2. Make uncertainty and provenance explicit
We changed prompts and presentation so that:
- suggestions are labeled as such
- summaries include references to the specific graphs or log snippets they’re based on
- any inferred connection between events is marked clearly as a hypothesis
This makes it easier for humans to assess whether to trust or discard a suggestion.
3. Add a "mute" and "off" switch with clear ownership
We added simple controls:
- incident leads can disable assistant messages for a given channel with a command
- the assistant respects a per-incident configuration (enabled, summary-only, or disabled)
We documented that:
- it is always acceptable to turn the assistant off during an incident
- this is not considered a failure, just a signal for tuning
4. Align runbook suggestions with versioned docs
We integrated the assistant with versioned runbooks stored in the repo.
It can:
- suggest runbooks that match the tagged service and incident type
- avoid suggesting runbooks that are marked as deprecated
This reduced the chance of it pointing at outdated procedures.
5. Treat the assistant as a product
We added the assistant to our internal product list with:
- an owner
- SLOs for responsiveness and accuracy (measured qualitatively through incident reviews)

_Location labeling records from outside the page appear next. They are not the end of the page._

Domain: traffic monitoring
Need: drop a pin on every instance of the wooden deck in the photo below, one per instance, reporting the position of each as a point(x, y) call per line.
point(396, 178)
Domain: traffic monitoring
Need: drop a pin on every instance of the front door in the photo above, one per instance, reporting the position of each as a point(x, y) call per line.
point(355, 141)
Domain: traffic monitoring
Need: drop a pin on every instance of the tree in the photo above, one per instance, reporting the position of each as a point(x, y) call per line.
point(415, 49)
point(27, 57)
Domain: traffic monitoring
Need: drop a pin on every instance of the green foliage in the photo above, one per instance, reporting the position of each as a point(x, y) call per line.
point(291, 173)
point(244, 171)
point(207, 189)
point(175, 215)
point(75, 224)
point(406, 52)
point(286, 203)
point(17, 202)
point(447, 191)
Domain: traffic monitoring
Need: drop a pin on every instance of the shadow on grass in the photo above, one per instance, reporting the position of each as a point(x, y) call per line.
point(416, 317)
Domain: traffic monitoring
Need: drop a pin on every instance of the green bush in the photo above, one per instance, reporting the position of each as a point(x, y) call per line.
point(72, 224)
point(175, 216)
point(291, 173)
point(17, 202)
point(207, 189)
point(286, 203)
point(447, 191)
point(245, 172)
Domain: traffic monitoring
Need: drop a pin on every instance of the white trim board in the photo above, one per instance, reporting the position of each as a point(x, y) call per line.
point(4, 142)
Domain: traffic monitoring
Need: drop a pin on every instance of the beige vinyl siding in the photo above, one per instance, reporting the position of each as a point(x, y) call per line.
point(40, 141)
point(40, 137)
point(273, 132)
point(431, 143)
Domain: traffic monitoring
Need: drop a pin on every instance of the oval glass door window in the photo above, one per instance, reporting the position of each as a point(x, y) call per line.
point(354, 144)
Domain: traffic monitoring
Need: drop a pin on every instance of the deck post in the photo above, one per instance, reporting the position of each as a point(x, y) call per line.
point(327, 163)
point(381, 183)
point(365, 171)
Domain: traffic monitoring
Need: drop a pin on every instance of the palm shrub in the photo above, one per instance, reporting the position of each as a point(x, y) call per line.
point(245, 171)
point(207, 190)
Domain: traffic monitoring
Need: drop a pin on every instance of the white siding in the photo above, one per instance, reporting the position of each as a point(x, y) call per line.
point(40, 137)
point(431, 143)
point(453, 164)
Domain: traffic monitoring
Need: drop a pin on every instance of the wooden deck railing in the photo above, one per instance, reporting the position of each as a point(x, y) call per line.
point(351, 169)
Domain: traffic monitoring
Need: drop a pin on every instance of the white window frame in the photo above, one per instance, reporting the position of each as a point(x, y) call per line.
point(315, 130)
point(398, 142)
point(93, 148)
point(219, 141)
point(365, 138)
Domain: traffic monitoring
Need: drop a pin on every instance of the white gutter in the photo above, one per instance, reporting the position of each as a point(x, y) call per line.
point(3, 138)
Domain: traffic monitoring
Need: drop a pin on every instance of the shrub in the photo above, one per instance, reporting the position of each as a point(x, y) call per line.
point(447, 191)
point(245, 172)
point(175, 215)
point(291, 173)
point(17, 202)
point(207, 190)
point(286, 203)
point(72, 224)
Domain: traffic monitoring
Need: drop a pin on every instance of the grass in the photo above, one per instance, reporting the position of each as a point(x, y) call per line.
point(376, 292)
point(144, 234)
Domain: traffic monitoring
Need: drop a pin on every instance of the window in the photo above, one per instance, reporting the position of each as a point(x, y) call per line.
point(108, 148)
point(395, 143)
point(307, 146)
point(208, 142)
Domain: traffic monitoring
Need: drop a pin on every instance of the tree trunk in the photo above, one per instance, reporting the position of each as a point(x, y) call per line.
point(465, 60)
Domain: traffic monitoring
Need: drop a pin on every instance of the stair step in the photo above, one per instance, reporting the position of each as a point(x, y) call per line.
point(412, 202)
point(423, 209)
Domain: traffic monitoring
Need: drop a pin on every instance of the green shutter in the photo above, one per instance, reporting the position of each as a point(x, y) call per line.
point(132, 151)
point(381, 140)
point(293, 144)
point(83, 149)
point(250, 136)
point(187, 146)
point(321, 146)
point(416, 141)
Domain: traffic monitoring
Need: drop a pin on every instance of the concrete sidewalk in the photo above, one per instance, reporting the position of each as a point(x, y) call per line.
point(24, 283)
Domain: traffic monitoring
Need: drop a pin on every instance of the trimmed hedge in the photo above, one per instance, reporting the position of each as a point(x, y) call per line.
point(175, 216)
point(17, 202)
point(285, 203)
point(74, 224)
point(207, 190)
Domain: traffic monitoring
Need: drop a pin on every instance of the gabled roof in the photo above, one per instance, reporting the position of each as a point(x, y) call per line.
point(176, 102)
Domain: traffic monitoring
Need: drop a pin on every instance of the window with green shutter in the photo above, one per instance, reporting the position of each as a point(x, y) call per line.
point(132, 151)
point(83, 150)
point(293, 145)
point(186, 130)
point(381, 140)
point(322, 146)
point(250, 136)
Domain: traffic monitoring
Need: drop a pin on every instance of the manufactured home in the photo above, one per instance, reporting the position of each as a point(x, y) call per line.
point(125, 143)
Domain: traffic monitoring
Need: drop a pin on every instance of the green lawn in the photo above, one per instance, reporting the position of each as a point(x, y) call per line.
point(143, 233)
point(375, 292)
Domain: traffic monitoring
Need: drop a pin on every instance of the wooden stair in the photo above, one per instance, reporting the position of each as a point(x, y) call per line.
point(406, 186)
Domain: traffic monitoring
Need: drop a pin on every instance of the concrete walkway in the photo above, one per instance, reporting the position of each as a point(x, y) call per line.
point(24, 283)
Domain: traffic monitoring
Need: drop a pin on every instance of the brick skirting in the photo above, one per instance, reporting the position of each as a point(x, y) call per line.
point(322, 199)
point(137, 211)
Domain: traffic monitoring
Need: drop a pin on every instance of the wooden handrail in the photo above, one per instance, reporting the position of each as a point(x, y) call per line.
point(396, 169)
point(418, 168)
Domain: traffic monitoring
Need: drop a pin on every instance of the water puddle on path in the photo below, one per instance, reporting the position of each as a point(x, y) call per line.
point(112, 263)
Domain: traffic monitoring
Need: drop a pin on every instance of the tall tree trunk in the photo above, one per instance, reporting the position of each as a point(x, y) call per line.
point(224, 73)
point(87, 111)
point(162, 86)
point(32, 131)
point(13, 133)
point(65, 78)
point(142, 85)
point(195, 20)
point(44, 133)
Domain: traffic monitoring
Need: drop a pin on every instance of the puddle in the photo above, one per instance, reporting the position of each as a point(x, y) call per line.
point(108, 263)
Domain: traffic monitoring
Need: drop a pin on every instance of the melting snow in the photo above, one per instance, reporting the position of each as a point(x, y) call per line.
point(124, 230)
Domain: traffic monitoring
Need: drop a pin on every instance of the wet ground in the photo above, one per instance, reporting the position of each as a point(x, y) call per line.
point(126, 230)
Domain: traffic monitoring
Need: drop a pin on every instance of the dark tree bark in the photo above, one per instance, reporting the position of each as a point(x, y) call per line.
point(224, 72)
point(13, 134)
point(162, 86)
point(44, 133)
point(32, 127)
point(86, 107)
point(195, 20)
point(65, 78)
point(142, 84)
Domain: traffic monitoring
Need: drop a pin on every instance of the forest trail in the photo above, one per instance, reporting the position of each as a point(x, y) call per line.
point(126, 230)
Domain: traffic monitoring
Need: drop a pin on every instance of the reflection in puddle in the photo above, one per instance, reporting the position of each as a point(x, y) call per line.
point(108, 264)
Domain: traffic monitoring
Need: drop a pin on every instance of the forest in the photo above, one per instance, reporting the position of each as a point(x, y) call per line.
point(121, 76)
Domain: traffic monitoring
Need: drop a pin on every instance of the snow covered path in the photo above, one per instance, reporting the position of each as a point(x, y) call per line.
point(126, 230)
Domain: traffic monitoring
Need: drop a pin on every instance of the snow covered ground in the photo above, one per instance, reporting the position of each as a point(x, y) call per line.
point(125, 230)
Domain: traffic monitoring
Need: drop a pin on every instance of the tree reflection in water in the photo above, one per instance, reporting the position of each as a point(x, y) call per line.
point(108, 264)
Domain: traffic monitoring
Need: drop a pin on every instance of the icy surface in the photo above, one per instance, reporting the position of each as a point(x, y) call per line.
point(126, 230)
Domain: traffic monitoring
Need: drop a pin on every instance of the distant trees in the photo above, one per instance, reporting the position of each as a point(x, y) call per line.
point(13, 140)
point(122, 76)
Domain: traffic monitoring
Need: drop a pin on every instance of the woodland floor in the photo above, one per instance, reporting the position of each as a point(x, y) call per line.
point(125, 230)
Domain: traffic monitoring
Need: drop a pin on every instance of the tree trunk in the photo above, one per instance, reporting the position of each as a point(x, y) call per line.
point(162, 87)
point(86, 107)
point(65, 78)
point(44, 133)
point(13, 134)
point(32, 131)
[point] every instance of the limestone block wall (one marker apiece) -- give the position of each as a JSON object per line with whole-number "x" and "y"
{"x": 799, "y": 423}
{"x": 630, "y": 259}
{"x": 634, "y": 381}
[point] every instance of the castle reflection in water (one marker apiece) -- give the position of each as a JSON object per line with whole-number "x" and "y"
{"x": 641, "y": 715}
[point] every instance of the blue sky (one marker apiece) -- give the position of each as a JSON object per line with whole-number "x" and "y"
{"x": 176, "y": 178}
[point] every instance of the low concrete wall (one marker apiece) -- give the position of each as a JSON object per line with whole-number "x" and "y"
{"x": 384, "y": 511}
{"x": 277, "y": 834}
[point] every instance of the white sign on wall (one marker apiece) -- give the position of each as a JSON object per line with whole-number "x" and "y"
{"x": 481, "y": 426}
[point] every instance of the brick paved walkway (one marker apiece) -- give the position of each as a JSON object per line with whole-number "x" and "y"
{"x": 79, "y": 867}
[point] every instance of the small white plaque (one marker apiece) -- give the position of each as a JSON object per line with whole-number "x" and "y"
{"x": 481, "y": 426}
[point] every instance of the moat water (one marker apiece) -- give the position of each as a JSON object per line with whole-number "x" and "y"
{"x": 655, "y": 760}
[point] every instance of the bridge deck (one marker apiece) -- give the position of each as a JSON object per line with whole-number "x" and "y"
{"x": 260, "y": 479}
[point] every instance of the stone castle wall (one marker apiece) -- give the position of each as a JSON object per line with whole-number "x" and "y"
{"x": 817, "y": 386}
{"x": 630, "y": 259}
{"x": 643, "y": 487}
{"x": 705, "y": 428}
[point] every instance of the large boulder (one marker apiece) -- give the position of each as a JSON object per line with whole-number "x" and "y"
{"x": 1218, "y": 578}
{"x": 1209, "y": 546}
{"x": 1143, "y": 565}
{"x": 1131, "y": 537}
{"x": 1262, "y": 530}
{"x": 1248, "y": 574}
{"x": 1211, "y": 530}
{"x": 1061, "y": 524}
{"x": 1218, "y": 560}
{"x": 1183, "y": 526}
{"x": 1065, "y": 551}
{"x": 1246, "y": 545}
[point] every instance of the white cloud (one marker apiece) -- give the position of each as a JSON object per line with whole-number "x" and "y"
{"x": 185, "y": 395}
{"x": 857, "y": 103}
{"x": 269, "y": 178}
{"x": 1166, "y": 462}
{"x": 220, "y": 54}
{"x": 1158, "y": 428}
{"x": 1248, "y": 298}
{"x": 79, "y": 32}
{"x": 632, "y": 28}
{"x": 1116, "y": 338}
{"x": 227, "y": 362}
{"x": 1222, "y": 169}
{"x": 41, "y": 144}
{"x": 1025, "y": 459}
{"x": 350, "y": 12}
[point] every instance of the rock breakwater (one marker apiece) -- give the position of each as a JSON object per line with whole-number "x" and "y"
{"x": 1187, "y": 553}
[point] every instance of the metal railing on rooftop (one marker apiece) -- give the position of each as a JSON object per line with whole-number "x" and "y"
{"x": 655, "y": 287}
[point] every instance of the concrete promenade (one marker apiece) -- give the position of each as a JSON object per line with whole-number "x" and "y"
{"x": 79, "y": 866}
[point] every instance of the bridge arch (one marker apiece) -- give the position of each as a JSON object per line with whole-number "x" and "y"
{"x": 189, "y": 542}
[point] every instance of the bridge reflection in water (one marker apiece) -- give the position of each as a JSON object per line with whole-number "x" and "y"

- a feedback channel for responders to report confusing behavior
We now review its performance periodically like any other tool.
We also track a small set of incidents-by-assistant metrics (where it was enabled) so we can see whether it is trending toward "net helpful" or "net distracting" over time.
Follow-ups
Completed
- Narrowed the assistant’s role and inputs.
- Added explicit controls for disabling or limiting it per incident.
- Integrated with versioned runbook metadata.
Planned / in progress
- Add lightweight evaluation tooling to test prompts against past incidents.
- Provide training and guidance for incident leads on when and how to use the assistant.
Takeaways
- LLM-based assistants can help, but only with a tightly scoped role and clear guardrails.
- During incidents, confident-sounding but wrong suggestions are worse than silence.
- Humans need obvious ways to turn tools off when they’re not helping.
- Treating incident tooling as a product—with owners and reviews—keeps experiments from becoming hidden risks.